Akin powiedział w wywiadzie radiowym, że organizm zgwałconej kobiety "blokuje" ciążę. Zdawał się też podważać jednoznaczną ocenę gwałtu, używając określenia "gwałt uzasadniony".
Kongresman przeprosił i tłumaczył, że się "przejęzyczył", chociaż nie wycofał się ze swego stanowiska, że należy zakazać aborcji nawet w wypadku gwałtu i kazirodztwa.
Romney, kandydat na wiceprezydenta Paul Ryan, oraz lider republikańskiej mniejszości w Senacie Mitch McConnell, odcięli się od wypowiedzi Akina. Wielu konserwatywnych komentatorów wezwało go, aby wycofał swoją kandydaturę do Senatu.
Ultrakonserwatywnego kongresmana popiera jednak prawicowa Tea Party. Republikański establishment obawia się, że kuriozalne oświadczenie o gwałcie pogrążyło Akina w oczach wyborców ze stanu Missouri, gdzie rywalizuje on z urzędującą demokratyczna senator Claire McCaskill.
Akin dotąd prowadził z McCaskill w sondażach, ale po jego kontrowersyjnej wypowiedzi szanse obojga kandydatów się wyrównały.
Wyścig do Senatu w Missouri ma duże znaczenie, gdyż ewentualne zwycięstwo Republikanina w tym stanie w tegorocznych wyborach może znacznie ułatwić odzyskanie przez GOP większości w wyższej izbie Kongresu.
Wypowiedź Akina - mocno nagłośniona przez media sprzyjające Obamie - zwróciła też uwagę Amerykanów na kwestię aborcji w wyborach.

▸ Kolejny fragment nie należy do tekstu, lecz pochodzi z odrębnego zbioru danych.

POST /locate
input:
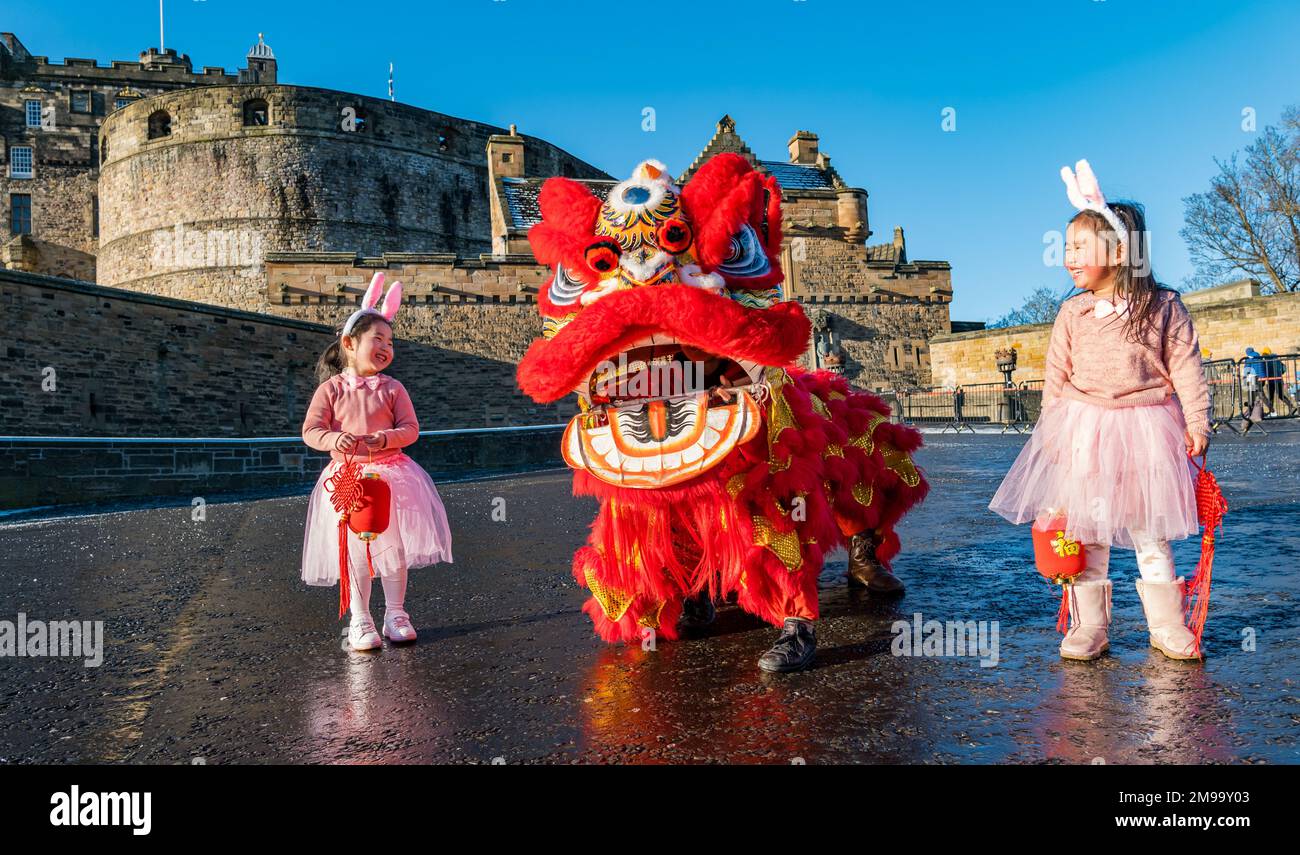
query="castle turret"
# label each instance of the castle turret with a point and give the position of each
(261, 64)
(804, 147)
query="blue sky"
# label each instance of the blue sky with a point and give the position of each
(1148, 90)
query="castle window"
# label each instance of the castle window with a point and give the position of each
(160, 124)
(20, 161)
(256, 112)
(355, 120)
(20, 213)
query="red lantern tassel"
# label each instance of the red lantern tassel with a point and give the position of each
(345, 584)
(1064, 612)
(1197, 594)
(1210, 510)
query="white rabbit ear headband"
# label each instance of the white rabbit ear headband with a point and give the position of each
(1086, 194)
(391, 303)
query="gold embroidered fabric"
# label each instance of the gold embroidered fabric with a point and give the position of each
(863, 493)
(612, 602)
(784, 545)
(651, 619)
(901, 463)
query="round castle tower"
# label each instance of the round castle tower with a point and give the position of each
(198, 185)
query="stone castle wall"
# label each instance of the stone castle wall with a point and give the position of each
(87, 360)
(1225, 330)
(191, 215)
(74, 98)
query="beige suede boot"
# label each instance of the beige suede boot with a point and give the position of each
(1090, 617)
(1162, 602)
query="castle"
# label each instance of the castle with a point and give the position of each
(233, 190)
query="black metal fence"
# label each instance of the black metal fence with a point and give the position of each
(1244, 394)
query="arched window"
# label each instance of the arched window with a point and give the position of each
(160, 124)
(256, 112)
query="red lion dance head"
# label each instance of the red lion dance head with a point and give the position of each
(720, 467)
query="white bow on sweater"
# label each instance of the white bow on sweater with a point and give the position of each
(1105, 308)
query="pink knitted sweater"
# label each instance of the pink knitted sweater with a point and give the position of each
(1090, 359)
(375, 404)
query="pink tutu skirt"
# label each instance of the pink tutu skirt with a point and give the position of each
(417, 532)
(1113, 473)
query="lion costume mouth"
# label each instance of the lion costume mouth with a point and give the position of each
(648, 422)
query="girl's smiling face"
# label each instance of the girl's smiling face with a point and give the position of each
(371, 350)
(1090, 257)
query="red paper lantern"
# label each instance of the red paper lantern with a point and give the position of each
(369, 516)
(363, 502)
(1058, 558)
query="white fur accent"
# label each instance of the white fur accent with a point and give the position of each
(1084, 194)
(645, 269)
(692, 276)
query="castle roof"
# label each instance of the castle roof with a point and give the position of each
(797, 176)
(260, 51)
(521, 198)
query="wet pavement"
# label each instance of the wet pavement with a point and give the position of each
(216, 652)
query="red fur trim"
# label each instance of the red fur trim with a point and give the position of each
(550, 369)
(722, 196)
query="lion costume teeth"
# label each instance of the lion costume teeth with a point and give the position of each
(719, 465)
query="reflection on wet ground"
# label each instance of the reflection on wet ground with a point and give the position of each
(215, 650)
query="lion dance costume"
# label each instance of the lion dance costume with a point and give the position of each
(735, 484)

Republikanie wolą, by kampania obracała się głównie wokół gospodarki, gdyż niezadowolenie wyborców z sytuacji ekonomicznej kieruje się przeciw prezydentowi.
Tymczasem w sprawie aborcji GOP jest podzielona. We wtorek komisja opracowująca platformę programową partii potwierdziła, że nadal znajdzie się w niej apel o uchwalenie poprawki do konstytucji "chroniącej ludzkie życie", czyli wezwanie do zakazu przerywania ciąży.

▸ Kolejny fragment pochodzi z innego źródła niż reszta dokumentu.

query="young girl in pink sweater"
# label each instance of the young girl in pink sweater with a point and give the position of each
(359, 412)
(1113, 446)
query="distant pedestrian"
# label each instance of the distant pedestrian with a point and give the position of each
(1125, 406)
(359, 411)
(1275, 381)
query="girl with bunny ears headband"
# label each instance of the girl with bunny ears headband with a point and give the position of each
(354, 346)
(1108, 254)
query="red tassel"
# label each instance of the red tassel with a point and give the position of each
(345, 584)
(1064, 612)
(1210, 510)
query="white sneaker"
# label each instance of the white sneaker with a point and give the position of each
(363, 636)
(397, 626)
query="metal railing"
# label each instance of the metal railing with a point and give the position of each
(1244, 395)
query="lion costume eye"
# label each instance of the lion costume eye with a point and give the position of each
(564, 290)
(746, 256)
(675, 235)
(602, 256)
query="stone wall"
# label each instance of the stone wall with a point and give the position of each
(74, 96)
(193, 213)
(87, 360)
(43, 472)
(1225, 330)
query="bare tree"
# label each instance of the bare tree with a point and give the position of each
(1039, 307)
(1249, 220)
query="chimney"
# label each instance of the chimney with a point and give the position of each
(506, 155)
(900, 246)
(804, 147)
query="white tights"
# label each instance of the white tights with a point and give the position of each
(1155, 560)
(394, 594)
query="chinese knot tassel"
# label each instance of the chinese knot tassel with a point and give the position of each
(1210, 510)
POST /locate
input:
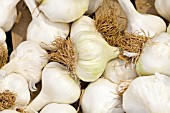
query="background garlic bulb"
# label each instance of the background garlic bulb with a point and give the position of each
(8, 14)
(57, 86)
(27, 59)
(63, 10)
(141, 23)
(163, 8)
(148, 94)
(117, 71)
(15, 89)
(155, 56)
(58, 108)
(101, 97)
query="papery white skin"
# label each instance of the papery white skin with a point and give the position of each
(148, 94)
(117, 71)
(28, 59)
(93, 54)
(101, 97)
(58, 108)
(163, 8)
(42, 31)
(8, 14)
(93, 6)
(155, 56)
(142, 24)
(16, 84)
(64, 11)
(57, 87)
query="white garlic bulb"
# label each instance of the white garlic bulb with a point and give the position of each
(64, 11)
(163, 8)
(8, 14)
(58, 108)
(41, 30)
(14, 85)
(117, 71)
(141, 23)
(155, 56)
(148, 94)
(28, 59)
(57, 86)
(101, 97)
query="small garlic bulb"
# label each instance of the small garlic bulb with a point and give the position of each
(57, 87)
(64, 11)
(58, 108)
(28, 59)
(141, 23)
(101, 97)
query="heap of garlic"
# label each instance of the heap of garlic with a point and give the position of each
(27, 59)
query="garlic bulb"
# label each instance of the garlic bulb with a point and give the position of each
(117, 71)
(163, 8)
(64, 11)
(148, 94)
(58, 108)
(14, 90)
(155, 56)
(28, 59)
(101, 97)
(93, 54)
(141, 23)
(42, 30)
(93, 6)
(8, 14)
(57, 86)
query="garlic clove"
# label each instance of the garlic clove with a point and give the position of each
(64, 11)
(57, 86)
(141, 23)
(58, 108)
(101, 97)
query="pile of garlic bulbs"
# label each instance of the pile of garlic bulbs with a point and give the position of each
(82, 63)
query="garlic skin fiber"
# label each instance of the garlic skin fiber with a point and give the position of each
(101, 97)
(141, 23)
(57, 87)
(27, 59)
(148, 94)
(64, 11)
(58, 108)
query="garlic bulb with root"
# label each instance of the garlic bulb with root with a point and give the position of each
(14, 91)
(148, 94)
(57, 86)
(58, 108)
(42, 30)
(141, 23)
(28, 59)
(101, 97)
(64, 11)
(163, 8)
(155, 56)
(8, 14)
(117, 71)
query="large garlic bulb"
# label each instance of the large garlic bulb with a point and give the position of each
(163, 8)
(155, 56)
(148, 94)
(57, 86)
(8, 14)
(117, 71)
(27, 59)
(58, 108)
(14, 89)
(101, 97)
(141, 24)
(63, 10)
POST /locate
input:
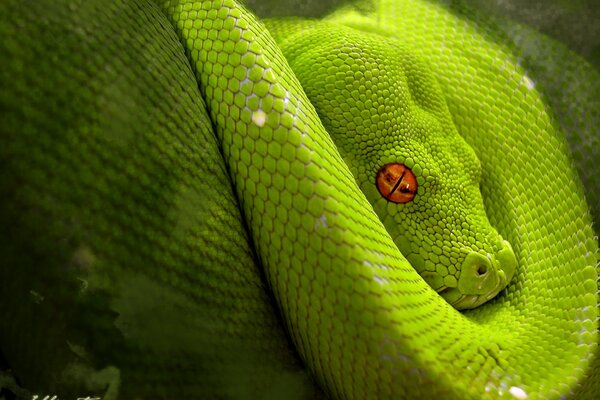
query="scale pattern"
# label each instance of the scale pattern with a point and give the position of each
(139, 264)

Silny w GOP odłam konserwatystów religijnych domaga się, by przyszły republikański prezydent aktywnie walczył o delegalizację aborcji, czyli uchylenie przez Sąd Najwyższy precedensu Roe przeciw Wade.

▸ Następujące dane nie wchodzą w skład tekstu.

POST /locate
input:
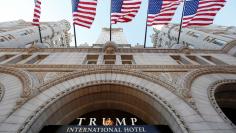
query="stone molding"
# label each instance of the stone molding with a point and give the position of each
(102, 71)
(189, 77)
(211, 94)
(229, 46)
(171, 110)
(24, 78)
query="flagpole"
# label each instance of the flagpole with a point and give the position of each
(75, 36)
(110, 19)
(40, 34)
(180, 26)
(145, 37)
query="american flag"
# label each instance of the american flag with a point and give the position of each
(201, 12)
(124, 10)
(160, 12)
(84, 12)
(37, 12)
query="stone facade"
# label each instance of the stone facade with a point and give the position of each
(174, 87)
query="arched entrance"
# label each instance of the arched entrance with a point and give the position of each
(225, 96)
(62, 100)
(105, 97)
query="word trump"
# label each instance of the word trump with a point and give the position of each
(108, 121)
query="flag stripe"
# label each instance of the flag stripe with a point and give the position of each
(37, 13)
(161, 12)
(204, 13)
(124, 12)
(84, 12)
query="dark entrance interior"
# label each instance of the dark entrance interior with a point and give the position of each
(225, 96)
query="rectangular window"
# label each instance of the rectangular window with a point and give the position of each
(214, 60)
(2, 39)
(9, 37)
(37, 59)
(18, 59)
(127, 59)
(91, 59)
(219, 42)
(179, 59)
(5, 57)
(197, 59)
(109, 59)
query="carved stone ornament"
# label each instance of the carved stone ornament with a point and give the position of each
(109, 48)
(32, 48)
(186, 50)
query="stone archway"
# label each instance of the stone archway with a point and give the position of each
(200, 90)
(222, 95)
(48, 100)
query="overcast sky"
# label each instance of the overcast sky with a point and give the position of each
(54, 10)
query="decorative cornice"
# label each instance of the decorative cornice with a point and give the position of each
(120, 50)
(145, 68)
(107, 70)
(211, 94)
(189, 77)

Przeciw legalności aborcji występował także republikański kandydat na prezydenta Paul Ryan. Romney, który jako gubernator Massachusetts zajmował bardziej liberalne stanowisko, w kampanii w wyborczej zbliżył się do radykalnych poglądów wpływowej w prawyborach religijnej prawicy.
Sztab kampanii Romneya oświadczył, że jako prezydent zadba on, by aborcja w wypadku gwałtu była legalna. Poprzednio Romney deklarował też poparcie dla prawa do aborcji, gdy ciąża zagraża zdrowiu kobiety.
Sam kandydat jednak, pytany o te kwestie, udziela zwykle ogólnikowych odpowiedzi sprowadzających się do deklaracji, że "jest za ochroną życia".
Demokratyczni politycy i komentatorzy wykorzystują te dwuznaczności, oraz wypowiedź Akina, aby sugerować, że Romney i Ryan są w kwestii przerywania ciąży zakładnikami religijnych konserwatystów.
Rządy Republikanów w Białym Domu - ostrzegają zwolennicy Obamy - grożą delegalizacją aborcji. Demokraci liczą, że epizod z oświadczeniem kongresmana Akina, umocni poparcie kobiet dla prezydenta.